The real problem of Zaltys can be summed up quite easily, it is a story which doesn't know what to do. The story's villain is a Necro-Biological called Clarimonde who had previously met the Third Doctor and Jo in an unseen adventure. She spends the entirety of the story longing for her revenge against the Doctor, abducting one of his companions and instructing her lackey to keep the Doctor alive just so she can personally drink his blood. Everything gets nicely set up for their confrontation but she gets killed before they meet and the story abruptly ends. And this isn't an attempt to wrong-foot the audience either, there isn't an alternative threat which gets introduced and absolutely no reason given for us to expect anything new. So one is forced to wonder why the writer, Matthew J Elliott foreshadowed their history so much. And then the story goes to great pains to remind us that Adric has experience in fighting vampires but never makes them meet!
The plot doesn't fare much better, not least because it takes until episode three for the actual threat to be revealed.

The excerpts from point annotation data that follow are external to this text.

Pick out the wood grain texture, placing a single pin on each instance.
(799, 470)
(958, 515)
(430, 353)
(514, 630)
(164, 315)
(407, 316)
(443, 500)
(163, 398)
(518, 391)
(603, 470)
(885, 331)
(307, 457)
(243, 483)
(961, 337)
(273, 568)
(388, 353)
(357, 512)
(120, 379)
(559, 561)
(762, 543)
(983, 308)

The people of Zaltys have been duped into putting their population into cryogenic suspension, thinking that a meteor is coming to wipe them out if they don't. But the meteor is actually the ship carrying the vampires who plan to land on the planet and feed on the sleeping population who will know nothing about it. But then Adric figures out that the meteor isn't a meteor in all of eight seconds. Now, I know Adric was a mathematical genius and all but didn't anyone on the actual planet notice. Adric just looks at some data, didn't anyone else?
Zaltys is a deeply insular society who doesn't like to interact with other species. This understandably upsets Perrualt, played by Sean Barrett, so he orchestrates the mass suspension of his people just so that he can become a vampire?! This seems more than a trifle excessive and it turns what could have been a really interesting character into nothing more than a raving maniac.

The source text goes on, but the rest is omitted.